Başkent Washington’da devlet binalarının yeri ve birbirlerine olan simetrileri sembollerle doludur. bu semboller üzerine yazılmış birçok bilimsel çalışma var ve hatta bu semboller gösterge bilim konusunda verilen derslerde bile anlatılıyor.
bu da bilindiğinden İncil müzesinin yeri de çok anlamlı. müze tam Kongre binasının yanında kuruldu. Bununla Evanjelistler o günlerde ‘biz artık başkentteyiz ve Washington da bizim olacak’ demekteydi.
nitekim 7 yıl önce verilen o mesaj sonunda gerçekleşti ve Trump başkanlık yeminini etti.
***
Aslında Trump için ilk başkanlığı dönemi Evanjelist savaşı açacağı bugünler için bir hazırlık dönemiydi. bu yüzden o koltuğa oturduğu gün Beyaz Saray’da kamuoyundan gizlenen Evangelist Advisory Board adı verilen bir kurul oluşturdu. bu kurul yönetimin alacağı her kararın Evanjelist inanca uygun olup olmadığını denetliyordu.
Trump’ın ilk başkanlık dönemi büyük savaşa hazırlık dönemiydi. ikinci bir başkanlık bu yüzden mutlaka gerekiyordu. Biden’ın seçilmesinin bu kadar öfke yaratmasının ve kongre binasının basılmasının asıl nedeni işte budur. Ve yine bu nedenle o baskını yapanların tümü Trump tarafından Oval ofise sdım atar atmaz affedildi.

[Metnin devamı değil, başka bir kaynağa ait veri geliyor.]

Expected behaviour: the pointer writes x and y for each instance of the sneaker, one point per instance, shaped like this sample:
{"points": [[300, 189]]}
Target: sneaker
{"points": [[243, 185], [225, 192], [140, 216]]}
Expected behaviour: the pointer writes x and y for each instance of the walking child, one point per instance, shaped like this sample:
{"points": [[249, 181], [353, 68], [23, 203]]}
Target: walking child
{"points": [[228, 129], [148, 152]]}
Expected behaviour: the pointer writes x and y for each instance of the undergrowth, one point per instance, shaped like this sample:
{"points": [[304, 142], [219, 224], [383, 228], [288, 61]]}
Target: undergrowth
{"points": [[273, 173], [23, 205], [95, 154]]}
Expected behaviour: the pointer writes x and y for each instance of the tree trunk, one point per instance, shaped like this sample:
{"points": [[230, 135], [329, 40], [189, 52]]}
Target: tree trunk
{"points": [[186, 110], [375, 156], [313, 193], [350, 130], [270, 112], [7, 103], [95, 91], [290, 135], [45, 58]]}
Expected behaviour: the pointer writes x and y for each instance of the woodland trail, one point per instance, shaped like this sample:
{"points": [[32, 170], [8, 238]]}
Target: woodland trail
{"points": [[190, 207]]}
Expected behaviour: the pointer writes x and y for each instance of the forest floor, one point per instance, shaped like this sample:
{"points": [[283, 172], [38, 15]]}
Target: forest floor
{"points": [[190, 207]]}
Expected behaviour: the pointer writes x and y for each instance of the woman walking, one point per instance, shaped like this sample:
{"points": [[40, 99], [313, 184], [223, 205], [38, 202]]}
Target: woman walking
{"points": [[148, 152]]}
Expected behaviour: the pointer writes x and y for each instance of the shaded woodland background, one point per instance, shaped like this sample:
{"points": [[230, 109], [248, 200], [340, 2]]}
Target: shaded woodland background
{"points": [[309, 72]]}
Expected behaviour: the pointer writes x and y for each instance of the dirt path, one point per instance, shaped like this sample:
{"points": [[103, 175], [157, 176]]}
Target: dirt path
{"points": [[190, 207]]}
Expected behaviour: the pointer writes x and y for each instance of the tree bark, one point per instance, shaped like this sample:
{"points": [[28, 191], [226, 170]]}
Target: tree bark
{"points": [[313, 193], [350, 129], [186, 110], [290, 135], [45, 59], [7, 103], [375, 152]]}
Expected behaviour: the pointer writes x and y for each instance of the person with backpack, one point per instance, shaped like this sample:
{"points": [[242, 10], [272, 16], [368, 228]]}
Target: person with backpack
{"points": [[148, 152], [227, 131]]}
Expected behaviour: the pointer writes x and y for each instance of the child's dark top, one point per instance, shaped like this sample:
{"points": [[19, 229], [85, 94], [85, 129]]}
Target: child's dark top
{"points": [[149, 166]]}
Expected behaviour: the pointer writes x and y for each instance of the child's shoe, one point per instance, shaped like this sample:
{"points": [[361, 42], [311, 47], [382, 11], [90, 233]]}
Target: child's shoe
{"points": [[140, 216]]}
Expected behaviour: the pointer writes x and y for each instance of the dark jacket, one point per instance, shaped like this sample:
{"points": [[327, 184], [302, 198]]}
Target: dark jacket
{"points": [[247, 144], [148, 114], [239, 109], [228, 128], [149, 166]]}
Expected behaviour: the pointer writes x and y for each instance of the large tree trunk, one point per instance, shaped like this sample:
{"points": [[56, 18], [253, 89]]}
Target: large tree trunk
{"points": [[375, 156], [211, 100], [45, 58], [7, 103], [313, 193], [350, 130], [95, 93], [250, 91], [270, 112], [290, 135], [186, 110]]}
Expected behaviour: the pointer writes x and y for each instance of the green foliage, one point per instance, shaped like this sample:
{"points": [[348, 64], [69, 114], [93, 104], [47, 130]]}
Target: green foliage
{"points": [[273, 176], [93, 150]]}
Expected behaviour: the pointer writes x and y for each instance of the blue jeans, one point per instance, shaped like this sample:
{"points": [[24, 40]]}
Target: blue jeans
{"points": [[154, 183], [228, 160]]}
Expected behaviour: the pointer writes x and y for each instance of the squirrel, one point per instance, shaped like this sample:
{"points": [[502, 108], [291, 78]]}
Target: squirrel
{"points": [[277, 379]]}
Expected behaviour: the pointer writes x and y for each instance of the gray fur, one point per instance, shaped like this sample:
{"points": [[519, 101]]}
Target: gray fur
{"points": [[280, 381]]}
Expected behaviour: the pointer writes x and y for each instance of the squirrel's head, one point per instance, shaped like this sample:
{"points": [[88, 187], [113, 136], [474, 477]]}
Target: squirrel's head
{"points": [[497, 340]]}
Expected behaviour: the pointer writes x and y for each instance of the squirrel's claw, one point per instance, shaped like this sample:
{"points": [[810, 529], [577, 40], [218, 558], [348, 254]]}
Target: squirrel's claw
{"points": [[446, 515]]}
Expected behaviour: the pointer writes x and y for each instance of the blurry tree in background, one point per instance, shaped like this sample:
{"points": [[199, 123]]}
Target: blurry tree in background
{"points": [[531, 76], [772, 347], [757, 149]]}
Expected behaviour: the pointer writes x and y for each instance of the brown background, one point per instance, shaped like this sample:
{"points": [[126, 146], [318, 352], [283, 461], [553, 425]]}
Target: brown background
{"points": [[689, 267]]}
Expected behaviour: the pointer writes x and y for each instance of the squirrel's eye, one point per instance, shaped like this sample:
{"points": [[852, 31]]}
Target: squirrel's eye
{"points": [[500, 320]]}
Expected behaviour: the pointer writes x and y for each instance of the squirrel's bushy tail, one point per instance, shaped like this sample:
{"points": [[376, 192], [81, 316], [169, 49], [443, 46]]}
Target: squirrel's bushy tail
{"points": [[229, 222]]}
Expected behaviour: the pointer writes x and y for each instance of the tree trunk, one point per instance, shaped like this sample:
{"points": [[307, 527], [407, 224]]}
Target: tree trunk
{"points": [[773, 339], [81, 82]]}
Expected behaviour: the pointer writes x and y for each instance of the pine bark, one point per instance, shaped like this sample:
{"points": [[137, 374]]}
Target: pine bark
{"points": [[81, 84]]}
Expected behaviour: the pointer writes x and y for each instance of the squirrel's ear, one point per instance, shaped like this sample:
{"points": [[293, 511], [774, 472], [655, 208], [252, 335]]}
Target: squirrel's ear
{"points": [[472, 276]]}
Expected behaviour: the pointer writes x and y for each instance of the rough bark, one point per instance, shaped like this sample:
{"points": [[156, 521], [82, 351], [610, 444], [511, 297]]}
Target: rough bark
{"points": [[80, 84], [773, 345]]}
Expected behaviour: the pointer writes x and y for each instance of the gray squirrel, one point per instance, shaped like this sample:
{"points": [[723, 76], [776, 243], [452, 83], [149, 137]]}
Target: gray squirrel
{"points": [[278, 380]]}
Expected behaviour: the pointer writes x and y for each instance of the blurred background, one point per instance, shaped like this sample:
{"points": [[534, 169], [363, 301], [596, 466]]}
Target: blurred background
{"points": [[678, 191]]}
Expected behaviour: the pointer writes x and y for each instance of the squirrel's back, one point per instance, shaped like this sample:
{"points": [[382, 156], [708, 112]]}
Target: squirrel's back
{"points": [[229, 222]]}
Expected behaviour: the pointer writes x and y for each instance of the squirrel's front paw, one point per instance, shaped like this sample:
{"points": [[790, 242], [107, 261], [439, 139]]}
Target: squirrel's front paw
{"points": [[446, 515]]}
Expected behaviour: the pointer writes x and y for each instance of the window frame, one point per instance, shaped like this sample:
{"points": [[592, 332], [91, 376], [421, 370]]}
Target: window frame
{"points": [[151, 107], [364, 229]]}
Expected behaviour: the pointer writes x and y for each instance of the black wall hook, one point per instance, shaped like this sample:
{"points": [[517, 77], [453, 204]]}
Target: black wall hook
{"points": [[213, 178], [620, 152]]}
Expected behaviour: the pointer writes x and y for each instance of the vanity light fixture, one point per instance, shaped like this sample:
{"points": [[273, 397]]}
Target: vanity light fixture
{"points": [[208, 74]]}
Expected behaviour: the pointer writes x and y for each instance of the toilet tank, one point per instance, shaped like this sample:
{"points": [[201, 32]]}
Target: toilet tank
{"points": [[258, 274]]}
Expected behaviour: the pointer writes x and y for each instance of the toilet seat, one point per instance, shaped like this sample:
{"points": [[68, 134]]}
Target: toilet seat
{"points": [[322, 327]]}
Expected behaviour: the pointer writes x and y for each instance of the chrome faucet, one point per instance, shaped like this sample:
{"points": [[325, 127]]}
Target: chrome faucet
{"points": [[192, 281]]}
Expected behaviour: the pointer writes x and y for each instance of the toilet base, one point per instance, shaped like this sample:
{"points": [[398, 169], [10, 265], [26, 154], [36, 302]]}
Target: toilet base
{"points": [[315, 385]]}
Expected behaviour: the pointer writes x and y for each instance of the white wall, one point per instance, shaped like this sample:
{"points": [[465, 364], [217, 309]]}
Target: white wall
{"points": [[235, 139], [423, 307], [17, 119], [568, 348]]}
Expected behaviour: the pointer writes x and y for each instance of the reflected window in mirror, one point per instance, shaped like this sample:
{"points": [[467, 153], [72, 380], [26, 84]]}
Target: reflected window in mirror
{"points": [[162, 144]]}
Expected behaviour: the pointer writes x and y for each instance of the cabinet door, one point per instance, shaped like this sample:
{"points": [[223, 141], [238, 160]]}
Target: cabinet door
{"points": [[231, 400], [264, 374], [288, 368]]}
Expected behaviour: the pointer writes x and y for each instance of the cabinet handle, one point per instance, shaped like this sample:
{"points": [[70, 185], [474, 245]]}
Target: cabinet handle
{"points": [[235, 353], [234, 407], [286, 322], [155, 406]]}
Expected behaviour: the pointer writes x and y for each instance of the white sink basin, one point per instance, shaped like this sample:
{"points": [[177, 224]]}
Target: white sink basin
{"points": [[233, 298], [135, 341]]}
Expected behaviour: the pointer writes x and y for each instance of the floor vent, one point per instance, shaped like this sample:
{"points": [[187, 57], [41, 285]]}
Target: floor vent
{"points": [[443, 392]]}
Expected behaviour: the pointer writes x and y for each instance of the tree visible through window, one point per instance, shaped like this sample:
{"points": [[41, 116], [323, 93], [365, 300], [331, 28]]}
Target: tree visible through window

ikinci başkanlık döneminde, yarım bırakılan o işin tamamlanacağına inanılıyor. Trump işte bu yüzden suikastten tanrı tarafından bu işi bitirmesi için kurtarıldığına inanıyor.
***
bu büyük savaş senaryosuna destek çoğunluktan da gelebilir bu defa.
çünkü ilk başkanlığı için yemin ettiği gün Washington’da bütün oteller dolmuştu. Amerika’nın her yerinden gelen protestoculardı bunların çoğunluğu. Son yemin töreninde de yine bütün oteller dolu ama bu defa çoğunluğu Trump destekçileri oluşturuyormuş.
Başkent Washington’da da durum farklı değil. arkadaşımın söylediğine göre şehrin her tarafı Trump’a destek veren semboller ve MAGA kıyafetli insanlarla doluymuş. yani bu defa Trump’a kim dur diyecek o belli değil.
Birileri ortaya çıksa bile ona dur demeye cesaret edebileceklerini sanmıyorum bu defa.